Last Thursday, the Guardian reported on findings from Eco-Bot.Net that reveal the latest case of industry woke-washing, and specifically, “Indigenous-washing,” one of many ad campaigns from TC Energy that falsely present it as being widely supported by the Wet’suwet’en people who are fiercely protesting the company’s pipeline construction.
And it’s clearly used as a strategic weapon, as TC Energy is not merely touting their product but also ramping up ads in the wake of major news moments involving the arrest of land defenders at protests and in violent raids. (The law enforcement officials involved in these arrests have been formally accused of violating the UN Declaration on the Rights of Indigenous Peoples.)
This tracks with standard industry behavior, disinfo researcher Geoffrey Supran told the Guardian. “The upticks in industry spending on ads directed at specific demographics and coinciding with protests appear to be classic examples of financially motivated, politically oriented, micro-targeted public affairs campaigns. There are no better predictors of fossil fuel industry ad spending than political action and media attention, and this data appears to be a case in point.”

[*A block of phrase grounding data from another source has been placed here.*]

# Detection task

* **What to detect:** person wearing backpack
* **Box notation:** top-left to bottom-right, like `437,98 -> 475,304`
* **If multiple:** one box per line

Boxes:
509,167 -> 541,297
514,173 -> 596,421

The good news is that the years-long slog to hold the industry accountable for its false advertising took a step forward recently, when a judge ruled that Honolulu’s case should remain in state court, denying Big Oil’s request to move it to a federal court where the defendants thought they would get a more favorable hearing.
Elsewhere, Big Oil is facing similarly tough times in court. For example, ExxonMobil’s argument that these cases are an infringement on the company’s First Amendment right to free speech was shut down by a Texas court in late Feb. And then last week, Emily Sanders at ExxonKnews could barely contain her glee at how two Massachusetts Supreme Court justices scrutinized the company’s argument in a case brought by Mass AG Maura Healy. The justices compared Exxon to a tobacco company, which was the last thing its lawyers wanted to hear.

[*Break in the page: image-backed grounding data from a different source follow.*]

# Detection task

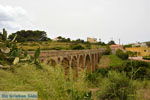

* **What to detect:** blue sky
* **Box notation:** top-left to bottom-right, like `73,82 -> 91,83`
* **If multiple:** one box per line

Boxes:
0,0 -> 149,44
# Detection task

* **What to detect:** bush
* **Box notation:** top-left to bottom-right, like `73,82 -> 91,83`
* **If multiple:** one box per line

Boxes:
69,44 -> 85,50
85,43 -> 91,49
123,60 -> 150,79
126,51 -> 137,57
97,71 -> 136,100
116,49 -> 129,60
96,68 -> 109,77
103,46 -> 111,55
95,60 -> 150,80
143,56 -> 150,60
85,72 -> 102,87
50,47 -> 64,50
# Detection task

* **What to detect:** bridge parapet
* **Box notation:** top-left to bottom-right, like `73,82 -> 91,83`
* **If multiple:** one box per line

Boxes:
28,48 -> 105,57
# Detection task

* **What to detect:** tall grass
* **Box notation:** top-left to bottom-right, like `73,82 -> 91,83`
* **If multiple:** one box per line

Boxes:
0,63 -> 91,100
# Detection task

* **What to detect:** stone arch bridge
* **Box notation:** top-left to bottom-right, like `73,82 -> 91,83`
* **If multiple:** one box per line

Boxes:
28,48 -> 105,75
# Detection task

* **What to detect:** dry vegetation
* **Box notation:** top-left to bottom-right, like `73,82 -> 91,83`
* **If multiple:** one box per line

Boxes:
17,41 -> 104,51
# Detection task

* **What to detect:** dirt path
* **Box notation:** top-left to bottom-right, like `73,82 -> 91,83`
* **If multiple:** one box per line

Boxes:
138,89 -> 150,100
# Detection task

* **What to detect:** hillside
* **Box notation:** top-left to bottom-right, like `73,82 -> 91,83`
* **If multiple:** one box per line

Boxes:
17,41 -> 105,51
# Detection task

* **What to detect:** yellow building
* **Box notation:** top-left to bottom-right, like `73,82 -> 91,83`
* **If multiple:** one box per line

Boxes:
126,47 -> 150,56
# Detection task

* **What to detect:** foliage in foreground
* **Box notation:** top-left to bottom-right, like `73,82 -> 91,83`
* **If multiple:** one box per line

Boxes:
0,61 -> 149,100
97,71 -> 136,100
86,60 -> 150,100
0,28 -> 41,68
0,64 -> 91,100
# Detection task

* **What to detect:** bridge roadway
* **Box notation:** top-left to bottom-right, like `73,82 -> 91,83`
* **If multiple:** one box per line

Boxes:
28,48 -> 105,75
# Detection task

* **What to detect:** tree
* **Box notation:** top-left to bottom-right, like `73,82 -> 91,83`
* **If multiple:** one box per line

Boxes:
57,36 -> 71,42
2,28 -> 7,41
57,36 -> 63,40
108,40 -> 116,45
97,41 -> 106,46
85,42 -> 91,49
73,39 -> 84,43
8,30 -> 49,42
0,32 -> 3,41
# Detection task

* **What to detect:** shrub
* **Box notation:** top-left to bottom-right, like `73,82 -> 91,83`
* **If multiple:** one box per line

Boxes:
50,47 -> 63,50
143,56 -> 150,60
123,44 -> 132,48
123,60 -> 150,79
85,43 -> 91,49
126,51 -> 137,57
103,46 -> 111,55
96,68 -> 109,77
85,72 -> 102,87
116,49 -> 129,60
97,71 -> 136,100
69,44 -> 85,50
96,60 -> 150,80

Much like the tobacco industry, the oil industry has engaged in a decades-long false advertising campaign. And not just the one to deceive the public about the serious risks posed by their product, but also to begin setting up this entire defense that climate disinfo is merely “free speech.”
Amy Westervelt uncovered the history at the Guardian, with “never before published internal documents from Mobil Oil reveal that company executives created the framework of corporate free speech back in the late 1960s and early 1970s. The argument arose out of a situation, not unlike the one playing out today, with war driving up prices at the pump and oil companies wanting desperately to change the public’s perception of their industry.”
Westervelt traces the industry’s (false) advertising history building the corporate free speech argument through to its ultimate unleashing with the 2010 Citizens United ruling, which “which opened the floodgates on corporate spending” and “blurred the line between commercial speech – a marketing message from a company to the public – and political speech, which up until Citizens United was connected only to funding or speech backing a particular candidate or policy.”
And now they’re using that same defense in court, but as University of Oklahoma professor Robert Kerr told Westervelt, they face long odds because “it’s really deeply established even by some of the members of the current Supreme Court, that the First Amendment will never protect expression that is fraud.” So assuming this conservative-majority court sticks to the conservative legal deference to well-established precedent, it should be a losing gambit for ExxonMobil.
Unfortunately, Kerr added, “with this Court there seems to be a majority that wants to say, 'Yes' to almost any question the corporate interests raise.”